Alejo Carpentier (1904-1980) |
—Era
un grupo grande pero recuerdo que me tocó viajar con Mario Benedetti y con
Alejo Carpentier, que no dejó de mirar lo que yo estaba leyendo. Vio que era
Cien años de soledad, y como era un libro que ya se había publicado hacía un
año, me miró perplejo y me preguntó: “Pero cómo, ¿todavía no lo leyó?”, me
decía riéndose. Y es que para Carpentier aquel libro era perfecto. Es más, me
decía: “García Márquez no lo escribió. ¡Lo encontró!”.
—¿Qué recuerdos tiene de
la isla?
—Bueno,
hacía apenas tres meses que había muerto el Che Guevara y el fervor se sentía
en las calles. Conocí el interior de la isla. Estuve en la Universidad Marta
Abreu de las Villas, en Santa Clara, y tomé contacto con los matemáticos. La
obra que estaban haciendo en educación me impresionó mucho.
—¿A quién tuvo la
oportunidad de conocer?
—Al
Ministro de Educación, Llanuza, y también me encontré con Julio Cortázar…
Julio Cortázar (1918-1978) |
—Tengo entendido que
ustedes eran compañeros de la secundaria. ¿Eran amigos?
—No
exactamente. Éramos de la misma edad, pero él iba a la tarde y yo a la mañana.
Él era del Sur y yo era de Boedo. Nos separaban esas cosas. A él le interesaban
más ciertas manifestaciones literarias. En cambio, yo iba a la peña de González
Castillo, el padre de Cátulo. Íbamos con mis hermanos. Sin embargo, desde el
colegio tuvimos un amigo en común, el crítico de música Jorge D’Urbano; yo era
amigo de él porque era de una familia de libreros, los D’Urbano Viau.
La
relación con Cortázar continuó siempre con ciertas prevenciones de ambas
partes, era una relación muy tenue. En el Acosta había gente de Boedo y de
Florida, todos eran alumnos; la polarización se estableció a partir de 1930.
Había gente más exquisita y otra que quería ser más popular. Popular era Leónidas
Barletta. Jorge Luis Borges estaba en el otro grupo, en Florida. Yo no tenía
nada que ver con esos grupos pero me reflejaba en Boedo, porque vivía allí.
Después
sí, la relación con Cortázar fue más estrecha, primero en Cuba y después en
Venezuela y en París, cuando yo ya vivía ahí.
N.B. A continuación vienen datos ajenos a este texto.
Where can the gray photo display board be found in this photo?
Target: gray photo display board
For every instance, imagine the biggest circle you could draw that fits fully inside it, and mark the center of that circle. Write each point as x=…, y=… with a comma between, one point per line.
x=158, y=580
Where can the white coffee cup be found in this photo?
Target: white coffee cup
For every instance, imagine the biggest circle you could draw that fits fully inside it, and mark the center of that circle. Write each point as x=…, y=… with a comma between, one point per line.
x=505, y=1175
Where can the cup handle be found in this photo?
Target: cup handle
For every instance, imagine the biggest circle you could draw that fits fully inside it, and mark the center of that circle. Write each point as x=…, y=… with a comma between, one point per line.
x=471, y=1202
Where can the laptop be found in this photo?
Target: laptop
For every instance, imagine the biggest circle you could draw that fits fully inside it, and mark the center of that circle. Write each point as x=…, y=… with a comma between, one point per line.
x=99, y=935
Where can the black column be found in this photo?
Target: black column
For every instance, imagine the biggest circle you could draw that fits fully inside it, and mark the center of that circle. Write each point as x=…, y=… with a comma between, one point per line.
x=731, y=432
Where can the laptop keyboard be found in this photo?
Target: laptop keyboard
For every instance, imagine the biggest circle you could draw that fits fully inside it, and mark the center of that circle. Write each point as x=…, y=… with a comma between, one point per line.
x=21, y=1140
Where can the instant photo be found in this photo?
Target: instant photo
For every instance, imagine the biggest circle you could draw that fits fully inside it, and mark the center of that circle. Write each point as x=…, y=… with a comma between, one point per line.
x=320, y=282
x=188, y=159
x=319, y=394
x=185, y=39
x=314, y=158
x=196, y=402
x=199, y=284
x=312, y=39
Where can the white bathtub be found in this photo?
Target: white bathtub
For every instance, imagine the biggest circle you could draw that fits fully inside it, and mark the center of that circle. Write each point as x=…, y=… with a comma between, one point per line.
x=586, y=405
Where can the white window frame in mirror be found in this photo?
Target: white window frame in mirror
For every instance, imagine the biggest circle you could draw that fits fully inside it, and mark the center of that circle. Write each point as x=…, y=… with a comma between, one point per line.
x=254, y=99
Aún conservo alguna tarjeta que
me envió de un congreso de la UNESCO. Después, él continuó una relación de
amistad con mi hija Cora, en París. Cortázar era una persona muy vivaz, muy
llana, sensible. Decía que lo que más extrañaba de Buenos Aires era el lenguaje
lunfardo, así que en Venezuela
le grabé unas cuantas cosas que tenía guardadas y se las mandé…
—En 1968, la revolución
alfabetizadora ya daba sus frutos. ¿Qué impresión tuvo de ese logro cubano?
—Muy
favorable, pero al ministro le señalé que estaban haciendo matemática muy
abstracta, y que no era eso lo que Cuba necesitaba. Luego me enteré de que hubo
gente que se dedicó a la computación y tuvieron una relación estrecha con los
rusos. Ellos estaban creando grandes escuelas pero creían que en la Argentina
teníamos una experiencia mayor.
—Decían eso…
—Estaban
en lo cierto. Ellos no tuvieron un Sarmiento de Presidente de la República.
—¿Visitó usted mismo las
escuelas?
—Sí.
Fuimos con Llanuza, que solía ir de visita para hablar con los alumnos. Esa
costumbre también me sorprendió. Un día presenciamos una asamblea de alumnos en
el patio de una escuela. Llanuza preguntó si alguno tenía algo que decir, y un chico
acusó a una profesora de hacer favoritismos, pero en seguida que empezó a
hablar, quedó al descubierto que ese chico estaba cambiando la realidad de los
hechos.
—¿Qué le llamó la
atención?
—Bueno,
el acto en sí. Estaba bien pensado. Encerraba algo muy profundo. Se trataba
nada menos que de llegar a la verdad en un lugar tan particular como el patio
de un colegio. Tanto es así que a mi regreso me ocupé de reunir a los hijos de
mis amigos y de contarles todo lo que vi en Cuba.